Proceedings of the 15th International Conference on Knowledge Technologies and Data-driven Business | 2015
Stefan Zwicklbauer; Christin Seifert; Michael Granitzer
Entity disambiguation is the task of mapping ambiguous terms in natural-language text to its entities in a knowledge base. One possibility to describe these entities within a knowledge base is via entity-annotated documents (document-centric knowledge base). It has been shown that entity disambiguation with search-based algorithms that use document-centric knowledge bases perform well on the biomedical domain. In this context, the question remains how the quantity of annotated entities within documents and the document count used for entity classification influence disambiguation results. Another open question is whether disambiguation results hold true on more general knowledge data sets (e.g. Wikipedia). In our work we implement a search-based, document-centric disambiguation system and explicitly evaluate the mentioned issues on the biomedical data set CALBC and general knowledge data set Wikipedia, respectively.

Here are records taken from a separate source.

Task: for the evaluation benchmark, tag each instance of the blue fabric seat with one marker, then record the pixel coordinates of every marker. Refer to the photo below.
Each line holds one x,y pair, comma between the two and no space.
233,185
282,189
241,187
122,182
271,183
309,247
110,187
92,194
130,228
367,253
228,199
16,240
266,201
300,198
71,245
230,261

We show that the number of documents used for classification and the amount of annotations within these documents must be well-matched to attain the best result. Additionally, we reveal that disambiguation accuracy is poor on Wikipedia. We show that disambiguation results significantly improve when using shorter but more documents (e.g. Wikipedia paragraphs). Our results indicate that search-based, document-centric disambiguation systems must be carefully adapted with reference to the underlying domain and availability of user data.